Querying across FK produces too many OUTER JOINs (1.6) or FieldError (1.7)

721 views
Skip to first unread message

Jon Dufresne

unread,
Jul 4, 2014, 5:42:39 PM7/4/14
to django-d...@googlegroups.com
Suppose I have the following models:

---
class Container(models.Model):
pass

class Item(models.Model):
container = models.ForeignKey(Container)
previous = models.ForeignKey('self', null=True)
current = models.BooleanField()
flag = models.BooleanField()
---

Item represents a chain of items, all grouped by a container (like a
linked list). The field "current" represents the most recent item
(front of the list). The field "flag" is simply something to query on.
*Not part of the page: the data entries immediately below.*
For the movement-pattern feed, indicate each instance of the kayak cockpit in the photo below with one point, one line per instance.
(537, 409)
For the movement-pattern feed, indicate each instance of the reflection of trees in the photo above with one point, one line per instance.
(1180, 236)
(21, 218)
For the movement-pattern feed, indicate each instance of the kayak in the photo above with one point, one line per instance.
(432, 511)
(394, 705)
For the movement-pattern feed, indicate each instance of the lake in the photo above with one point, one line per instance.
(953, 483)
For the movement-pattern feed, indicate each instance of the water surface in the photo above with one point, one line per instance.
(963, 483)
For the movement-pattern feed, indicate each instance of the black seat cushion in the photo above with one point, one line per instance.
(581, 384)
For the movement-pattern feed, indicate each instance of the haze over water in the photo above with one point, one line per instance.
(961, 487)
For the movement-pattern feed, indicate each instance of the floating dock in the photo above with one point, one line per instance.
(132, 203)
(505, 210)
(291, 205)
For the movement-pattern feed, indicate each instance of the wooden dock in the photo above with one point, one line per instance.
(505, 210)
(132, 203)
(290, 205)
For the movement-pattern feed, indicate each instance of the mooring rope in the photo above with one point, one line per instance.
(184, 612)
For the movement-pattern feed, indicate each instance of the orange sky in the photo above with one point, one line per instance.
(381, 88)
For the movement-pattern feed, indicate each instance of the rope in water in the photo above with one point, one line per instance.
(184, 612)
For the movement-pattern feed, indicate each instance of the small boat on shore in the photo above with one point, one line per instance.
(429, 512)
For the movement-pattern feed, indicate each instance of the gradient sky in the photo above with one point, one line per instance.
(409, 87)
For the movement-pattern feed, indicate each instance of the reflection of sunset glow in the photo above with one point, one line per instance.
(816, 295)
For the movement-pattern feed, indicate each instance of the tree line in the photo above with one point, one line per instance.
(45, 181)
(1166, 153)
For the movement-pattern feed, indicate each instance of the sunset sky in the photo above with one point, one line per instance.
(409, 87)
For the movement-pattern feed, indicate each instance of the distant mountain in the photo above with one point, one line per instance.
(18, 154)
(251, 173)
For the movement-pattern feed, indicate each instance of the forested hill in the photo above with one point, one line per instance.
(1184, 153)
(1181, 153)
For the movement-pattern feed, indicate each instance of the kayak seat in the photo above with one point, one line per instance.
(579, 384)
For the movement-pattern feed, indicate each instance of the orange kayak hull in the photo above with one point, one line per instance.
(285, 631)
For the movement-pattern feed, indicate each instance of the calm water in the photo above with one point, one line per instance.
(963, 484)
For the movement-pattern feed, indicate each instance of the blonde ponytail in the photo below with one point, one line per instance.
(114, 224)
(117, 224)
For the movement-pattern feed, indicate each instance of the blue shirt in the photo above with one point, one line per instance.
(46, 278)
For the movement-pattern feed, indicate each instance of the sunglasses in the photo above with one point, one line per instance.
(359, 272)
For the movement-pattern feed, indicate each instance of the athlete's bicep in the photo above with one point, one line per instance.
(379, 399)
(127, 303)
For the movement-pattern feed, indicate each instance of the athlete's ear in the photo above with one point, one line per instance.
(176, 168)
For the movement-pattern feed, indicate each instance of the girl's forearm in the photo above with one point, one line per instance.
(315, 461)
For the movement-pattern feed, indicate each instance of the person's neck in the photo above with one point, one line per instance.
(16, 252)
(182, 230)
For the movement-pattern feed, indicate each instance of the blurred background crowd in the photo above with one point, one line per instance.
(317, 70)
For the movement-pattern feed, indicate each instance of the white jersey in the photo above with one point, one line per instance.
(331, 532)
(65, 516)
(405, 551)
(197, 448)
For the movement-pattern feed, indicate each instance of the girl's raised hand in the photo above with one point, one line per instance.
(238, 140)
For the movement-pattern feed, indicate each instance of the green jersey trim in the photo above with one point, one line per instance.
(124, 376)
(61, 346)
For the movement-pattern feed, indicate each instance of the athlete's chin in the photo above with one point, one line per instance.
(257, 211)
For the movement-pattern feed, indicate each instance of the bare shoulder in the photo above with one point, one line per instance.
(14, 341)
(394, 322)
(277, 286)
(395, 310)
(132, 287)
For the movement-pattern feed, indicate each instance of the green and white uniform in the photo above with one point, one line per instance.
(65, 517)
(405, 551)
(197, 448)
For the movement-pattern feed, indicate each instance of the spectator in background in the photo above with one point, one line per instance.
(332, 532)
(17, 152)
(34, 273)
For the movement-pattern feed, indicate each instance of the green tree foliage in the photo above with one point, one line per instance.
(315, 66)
Suppose I perform the following query:

---
Item.objects.filter(current=True,
container__item__previous__isnull=True, container__item__flag=True)
---

That is, I'm looking for all current items such that the first item in
the chain has flag = true. Django 1.6 produces the following SQL for
this query:

---
SELECT ...
FROM "myapp_item"
INNER JOIN "myapp_container"
ON ( "myapp_item"."container_id" = "myapp_container"."id" )
LEFT OUTER JOIN "myapp_item" T3
ON ( "myapp_container"."id" = T3."container_id" )
WHERE ("myapp_item"."current" = True AND T3."previous_id" IS NULL AND
T3."flag" = True )
---

The OUTER JOIN is the problem. Why is this not a more efficient INNER
JOIN? This query is very inefficient as the the database gets larger.
This causes slow downs on pages.

Interestingly, if I try this on 1.7, this query is apparently not even
supported. I get the following error:

---
Traceback (most recent call last):
File "<console>", line 1, in <module>
File "/home/jon/djtest/djtest/test.py", line 3, in <module>
qs = Item.objects.filter(current=True,
container__item__previous__isnull=True, container__item__flag=True)
File "/home/jon/djtest/venv/lib/python2.7/site-packages/django/db/models/manager.py",
line 92, in manager_method
return getattr(self.get_queryset(), name)(*args, **kwargs)
File "/home/jon/djtest/venv/lib/python2.7/site-packages/django/db/models/query.py",
line 689, in filter
return self._filter_or_exclude(False, *args, **kwargs)
File "/home/jon/djtest/venv/lib/python2.7/site-packages/django/db/models/query.py",
line 707, in _filter_or_exclude
clone.query.add_q(Q(*args, **kwargs))
File "/home/jon/djtest/venv/lib/python2.7/site-packages/django/db/models/sql/query.py",
line 1287, in add_q
clause, require_inner = self._add_q(where_part, self.used_aliases)
File "/home/jon/djtest/venv/lib/python2.7/site-packages/django/db/models/sql/query.py",
line 1314, in _add_q
current_negated=current_negated, connector=connector)
File "/home/jon/djtest/venv/lib/python2.7/site-packages/django/db/models/sql/query.py",
line 1181, in build_filter
lookups, value)
File "/home/jon/djtest/venv/lib/python2.7/site-packages/django/db/models/fields/related.py",
line 1506, in get_lookup_constraint
raise exceptions.FieldError('Relation fields do not support nested lookups')
FieldError: Relation fields do not support nested lookups
---

A slow query is better than no query at all. Any particular reason
this was removed? How would one model and query what I'm trying to
achieve moving forward to avoid inefficient queries and exceptions?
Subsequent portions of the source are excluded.